1. Field of the Invention
The present invention relates to a method of parsing varying formats of print stream data, and, more particularly, to an extensible framework for parsing varying formats of print stream data.
2. Description of the Related Art
The internal function of a data stream handler is defined by the data stream handler itself. A data stream handler appears to an application as a module to read and write a specific type of data stream. A consistent stream interface makes the source and destination of the data stream unimportant to the application that uses the data stream handler. A data stream handler processes one type of data and its output appears as a data stream to an application. A data stream handler can provide data that it manufactures or it can receive data from a file for an external source in a format that an application can use.

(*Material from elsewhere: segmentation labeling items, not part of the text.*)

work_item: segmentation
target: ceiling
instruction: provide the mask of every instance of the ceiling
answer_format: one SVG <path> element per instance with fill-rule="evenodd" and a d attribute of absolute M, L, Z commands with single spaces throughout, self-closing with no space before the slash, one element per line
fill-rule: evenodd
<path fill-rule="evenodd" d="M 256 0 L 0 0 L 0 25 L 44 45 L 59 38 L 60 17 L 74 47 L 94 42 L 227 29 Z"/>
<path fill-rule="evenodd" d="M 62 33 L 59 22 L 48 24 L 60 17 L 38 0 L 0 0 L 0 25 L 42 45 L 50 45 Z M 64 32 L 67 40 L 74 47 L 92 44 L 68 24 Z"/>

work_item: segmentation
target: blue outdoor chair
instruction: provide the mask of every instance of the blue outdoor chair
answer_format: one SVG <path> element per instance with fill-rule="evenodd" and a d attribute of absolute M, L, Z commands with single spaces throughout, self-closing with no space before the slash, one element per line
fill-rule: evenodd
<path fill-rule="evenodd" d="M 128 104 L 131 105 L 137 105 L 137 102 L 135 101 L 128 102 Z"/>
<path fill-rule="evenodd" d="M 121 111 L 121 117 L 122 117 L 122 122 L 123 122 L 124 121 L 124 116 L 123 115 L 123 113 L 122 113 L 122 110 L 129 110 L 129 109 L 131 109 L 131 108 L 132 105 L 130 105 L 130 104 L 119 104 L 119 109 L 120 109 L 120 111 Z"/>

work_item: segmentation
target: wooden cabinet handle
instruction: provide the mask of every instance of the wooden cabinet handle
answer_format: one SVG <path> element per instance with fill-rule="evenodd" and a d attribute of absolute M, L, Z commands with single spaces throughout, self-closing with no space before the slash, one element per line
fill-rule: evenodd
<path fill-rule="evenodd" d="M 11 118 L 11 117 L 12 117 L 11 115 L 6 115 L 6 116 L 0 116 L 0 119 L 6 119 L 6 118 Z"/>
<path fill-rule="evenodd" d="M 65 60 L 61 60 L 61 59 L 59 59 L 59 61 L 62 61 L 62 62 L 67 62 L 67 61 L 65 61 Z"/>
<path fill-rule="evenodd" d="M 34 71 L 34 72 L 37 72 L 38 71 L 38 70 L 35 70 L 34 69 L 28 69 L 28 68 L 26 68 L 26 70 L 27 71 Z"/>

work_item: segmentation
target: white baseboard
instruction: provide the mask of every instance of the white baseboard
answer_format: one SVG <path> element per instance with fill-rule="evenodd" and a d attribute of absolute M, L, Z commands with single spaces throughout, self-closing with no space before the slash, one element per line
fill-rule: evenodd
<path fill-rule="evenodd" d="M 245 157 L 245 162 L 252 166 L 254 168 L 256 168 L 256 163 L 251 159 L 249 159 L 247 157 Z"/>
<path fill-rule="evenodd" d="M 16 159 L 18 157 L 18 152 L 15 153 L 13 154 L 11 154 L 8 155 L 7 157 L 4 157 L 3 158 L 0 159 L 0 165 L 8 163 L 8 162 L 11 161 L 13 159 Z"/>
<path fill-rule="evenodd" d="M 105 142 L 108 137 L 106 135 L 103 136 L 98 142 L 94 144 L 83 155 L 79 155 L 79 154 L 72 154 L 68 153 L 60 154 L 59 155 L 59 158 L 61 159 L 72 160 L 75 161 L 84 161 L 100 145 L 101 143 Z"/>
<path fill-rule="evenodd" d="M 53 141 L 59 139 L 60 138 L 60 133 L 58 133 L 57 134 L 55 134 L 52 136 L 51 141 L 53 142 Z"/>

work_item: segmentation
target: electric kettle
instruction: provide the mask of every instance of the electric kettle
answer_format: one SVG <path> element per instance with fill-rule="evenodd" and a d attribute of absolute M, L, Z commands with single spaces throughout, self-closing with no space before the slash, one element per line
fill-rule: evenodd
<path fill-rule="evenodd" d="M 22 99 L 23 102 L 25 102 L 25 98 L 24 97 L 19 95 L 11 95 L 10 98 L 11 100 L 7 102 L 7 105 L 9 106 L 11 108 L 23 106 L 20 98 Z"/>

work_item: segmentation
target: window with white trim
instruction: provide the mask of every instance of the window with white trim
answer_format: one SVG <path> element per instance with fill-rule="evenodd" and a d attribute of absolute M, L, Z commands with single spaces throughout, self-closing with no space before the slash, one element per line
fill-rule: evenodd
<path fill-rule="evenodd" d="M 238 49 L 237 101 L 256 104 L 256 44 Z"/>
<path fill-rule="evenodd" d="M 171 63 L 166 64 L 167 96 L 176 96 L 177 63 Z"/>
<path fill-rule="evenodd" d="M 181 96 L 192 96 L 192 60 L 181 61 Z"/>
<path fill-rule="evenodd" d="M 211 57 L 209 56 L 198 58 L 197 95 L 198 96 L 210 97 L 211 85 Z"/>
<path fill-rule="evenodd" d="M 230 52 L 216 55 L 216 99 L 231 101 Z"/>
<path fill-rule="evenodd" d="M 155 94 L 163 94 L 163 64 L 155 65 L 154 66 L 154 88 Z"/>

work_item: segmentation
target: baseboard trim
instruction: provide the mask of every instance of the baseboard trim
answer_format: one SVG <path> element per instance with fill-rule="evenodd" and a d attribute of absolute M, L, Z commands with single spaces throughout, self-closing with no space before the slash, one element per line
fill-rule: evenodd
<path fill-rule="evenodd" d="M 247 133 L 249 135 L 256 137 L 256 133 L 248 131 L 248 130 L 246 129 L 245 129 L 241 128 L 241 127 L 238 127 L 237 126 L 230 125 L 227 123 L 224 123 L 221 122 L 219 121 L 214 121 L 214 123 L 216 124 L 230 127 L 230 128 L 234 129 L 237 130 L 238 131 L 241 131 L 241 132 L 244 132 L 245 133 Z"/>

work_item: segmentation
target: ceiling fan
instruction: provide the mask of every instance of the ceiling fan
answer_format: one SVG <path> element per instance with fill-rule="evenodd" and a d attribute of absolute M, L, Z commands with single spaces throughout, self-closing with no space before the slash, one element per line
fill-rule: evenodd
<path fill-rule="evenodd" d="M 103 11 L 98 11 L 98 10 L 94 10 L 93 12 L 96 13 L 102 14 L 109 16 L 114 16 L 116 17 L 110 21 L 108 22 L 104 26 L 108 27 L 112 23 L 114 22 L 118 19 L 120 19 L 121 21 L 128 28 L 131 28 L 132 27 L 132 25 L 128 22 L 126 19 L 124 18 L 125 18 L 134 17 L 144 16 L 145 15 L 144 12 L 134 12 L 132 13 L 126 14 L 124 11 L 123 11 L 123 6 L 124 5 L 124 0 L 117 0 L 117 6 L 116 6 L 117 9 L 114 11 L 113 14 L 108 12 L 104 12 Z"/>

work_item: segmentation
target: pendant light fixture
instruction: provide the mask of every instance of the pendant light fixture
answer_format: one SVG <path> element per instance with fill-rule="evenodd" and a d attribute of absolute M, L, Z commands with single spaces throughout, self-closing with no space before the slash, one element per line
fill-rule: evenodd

In computer systems, information may be passed from one computer process to another computer process using a named pipe. A named pipe or message holding place is given a specific name. Unlike a regular pipe, a named pipe can be used by processes that do not have to share a common process origin and the message sent to the named pipe can be read by any authorized process that knows the name of the named pipe. A named pipe is sometimes called a FIFO (first in, first out), because the first data written to the pipe is the first data that is read from the pipe. An advantage to using a named pipe is that the name associated with it allows other processes to easily locate the information. Loading a named pipe is useful in the processing of data streams.
Converting data into an extensible mark up language (XML) improves the functionality and adaptability of information contained therein. XML is actually a metalanguage for describing other languages, which lets you design your own customized markup language for limitless different types of documents. In contrast, fixed formats such as HTML is a single predefined markup language. XML is a markup specification language, which can be used to design ways of describing information consisting of text or data. The description is normally for storage transmission or processing by way of another program. The XML format says nothing about what should be done with the data, although the choice of element names may hint at what they are to be used for. For example, an XML document describing the characteristics of a machine part does not carry any information about how the information should be presented to a user. However, an element name of “Material Type” may infer that the content relates to the type of material of which the machine part is made. An application is free to use the data to produce an image of the part, generate a formatted text listing of the information, display the XML documents marked up with a particular color scheme, restructure the data into a format for storage into a data base, transmission over the network or input to another program, etc. XML documents can be generally regarded as purely descriptive data files.
What is needed in the art is a method to transfer a varying data print stream into XML documents.